Konstantin Weitz (May 10 2025 at 19:44):

I'm trying to prove this goal, but I'm struggeling to rewrite under the sum. How do I do this?

∀ x, metric x n ≤ c * metric x 0
⊢ metric x 0 / ∑ x, metric x 0 ≤ c * metric x 0 / ∑ x, metric x n

Aaron Liu (May 10 2025 at 19:47):

rw can't rewrite terms with bound variables, the solution is to use simp_rw or conv.

Konstantin Weitz (May 10 2025 at 20:32):

Sorry, I've tried using these tactics, but I can't get them to work. Maybe they don't work well with inequalities? Are there specific lemmas around Finset.sum that I could use?

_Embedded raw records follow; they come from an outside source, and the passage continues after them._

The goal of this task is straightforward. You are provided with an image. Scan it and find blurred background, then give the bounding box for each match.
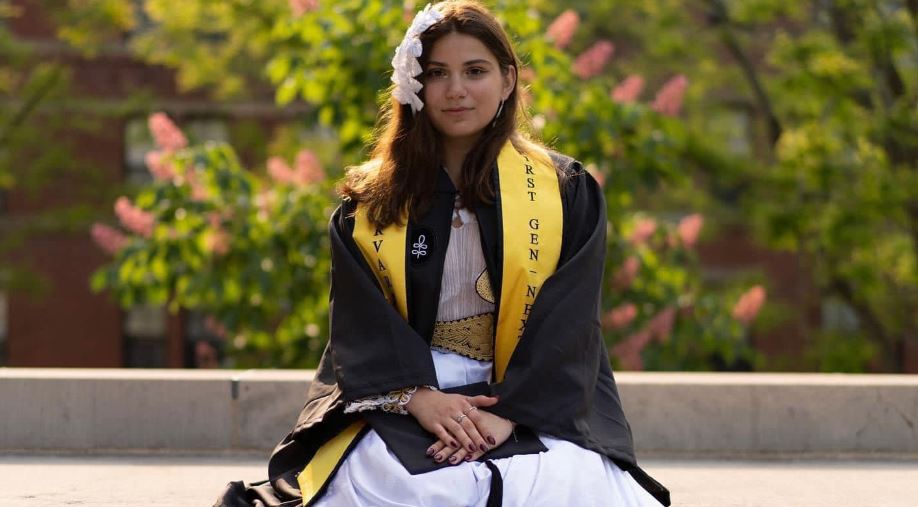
[0,0,915,373]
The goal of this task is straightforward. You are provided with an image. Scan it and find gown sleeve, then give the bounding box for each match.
[327,199,440,401]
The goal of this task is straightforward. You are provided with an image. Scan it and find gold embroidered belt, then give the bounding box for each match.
[431,312,495,361]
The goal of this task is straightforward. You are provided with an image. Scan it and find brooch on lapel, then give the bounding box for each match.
[409,227,436,265]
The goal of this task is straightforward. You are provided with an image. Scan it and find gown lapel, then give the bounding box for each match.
[406,168,456,343]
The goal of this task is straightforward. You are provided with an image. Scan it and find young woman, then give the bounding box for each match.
[216,2,670,506]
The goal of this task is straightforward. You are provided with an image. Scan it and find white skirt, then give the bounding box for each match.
[315,350,662,507]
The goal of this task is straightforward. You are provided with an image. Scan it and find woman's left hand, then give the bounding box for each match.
[426,409,514,465]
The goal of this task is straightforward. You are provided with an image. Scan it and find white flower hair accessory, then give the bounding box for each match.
[391,3,444,113]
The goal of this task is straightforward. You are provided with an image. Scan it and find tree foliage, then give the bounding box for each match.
[1,0,109,296]
[543,0,917,371]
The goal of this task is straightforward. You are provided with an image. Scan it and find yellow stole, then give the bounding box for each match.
[298,141,562,504]
[492,143,563,380]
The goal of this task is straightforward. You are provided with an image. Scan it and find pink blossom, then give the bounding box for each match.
[647,306,676,343]
[678,213,704,248]
[519,67,536,83]
[546,9,579,50]
[611,75,645,104]
[611,328,653,371]
[630,217,657,245]
[612,256,640,290]
[204,315,229,339]
[733,285,767,325]
[205,226,231,256]
[294,149,325,185]
[194,341,220,368]
[185,170,208,202]
[90,223,129,255]
[612,307,676,369]
[586,164,605,188]
[520,87,533,107]
[652,74,689,117]
[144,151,175,181]
[148,112,187,151]
[206,212,222,229]
[602,303,637,330]
[573,40,615,79]
[267,156,296,185]
[255,190,277,214]
[204,212,230,255]
[114,196,155,238]
[289,0,319,17]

Konstantin Weitz (May 10 2025 at 20:34):

This lemma looks promising: https://leanprover-community.github.io/mathlib4_docs/Mathlib/Algebra/Order/BigOperators/Group/Finset.html#Finset.sum_le_sum

Robin Arnez (May 10 2025 at 20:35):

can you give an #mwe?

Konstantin Weitz (May 10 2025 at 20:45):

https://live.lean-lang.org/#codez=JYWwDg9gTgLgBAWQIYwBYBtgCMB0BBdAcwFMsokcAhYQgeTGPJmgGccAFYAKFElkRQZsOACIoKAJWJJ0VJC2ABjLl3TEQIJHDUg4ACgAaALgAqATwYBKOAG0AYsAB2MC8TgGAuvoBmR93ABaAD44ADkUQJDAXEI4awAPLjg4RTg/PUAAIjg4gBo4byy4RzhAEyJkuAAqPIKABmtguESquLhquAB6OEBEIizc/ObW0pTKvpb2rp6mwtSAXi4sM0aWaCgFlSA

import Mathlib.Algebra.BigOperators.Pi
import Mathlib.Data.Real.Basic

lemma lem (X:Type) [Fintype X] (f: X -> Nat -> ℝ ) x
  c : (∀ x, f x n ≤ c * f x 0) ->
  f x 0 / ∑ x, f x 0 ≤ c * f x 0 / ∑ x, f x n :=
by
  sorry

Robin Arnez (May 10 2025 at 20:51):

Does a counterexample work as well? :-)

import Mathlib.Analysis.RCLike.Basic

lemma lem' : ∃ (X : Type) (_ : Fintype X) (f : X -> Nat -> ℝ) (x : X) (n : Nat)
    (c : ℝ) (_ : ∀ x, f x n ≤ c * f x 0), ¬f x 0 / ∑ x, f x 0 ≤ c * f x 0 / ∑ x, f x n := by
  use Unit, inferInstance, (fun a n => if n = 0 then -3 else -4), (), 1, -1, ?_
  · norm_num
  · norm_num

Robin Arnez (May 10 2025 at 20:57):

For something more useful, here is a proof of your statement with a few (hopefully reasonable?) side conditions:

import Mathlib

-- f x = metric x n
-- g x = metric x 0
example (f : Fin 10 → ℝ) (g : Fin 10 → ℝ) (c : ℝ) (h : ∀ x, f x ≤ c * g x) (h' : ∀ x, 0 < f x) (h'' : 0 < c) :
    g x / ∑ x, g x ≤ c * g x / ∑ x, f x := by
  simp only [div_eq_mul_inv]
  rw [mul_comm c, mul_assoc]
  apply mul_le_mul_of_nonneg_left
  · rw [← div_le_iff₀' h'']
    rw [div_eq_mul_inv, ← mul_inv]
    apply inv_anti₀
    · apply Fintype.sum_pos
      exact lt_of_strongLT h'
    · rw [Finset.sum_mul]
      apply Finset.sum_le_sum
      intro x _
      rw [mul_comm]
      exact h x
  · have := le_trans (le_of_lt (h' x)) (h x)
    rwa [← div_le_iff₀' h'', zero_div] at this

Aaron Liu (May 10 2025 at 20:59):

Why Fin 10?

Robin Arnez (May 10 2025 at 21:00):

just some arbitrary Fintype..?

Robin Arnez (May 10 2025 at 21:00):

don't ask

Robin Arnez (May 10 2025 at 21:00):

Aaron Liu (May 10 2025 at 21:01):

What if I want to apply it to Fin 37?

Konstantin Weitz (May 10 2025 at 21:05):

@Robin Arnez Thank you!

Last updated: Dec 20 2025 at 21:32 UTC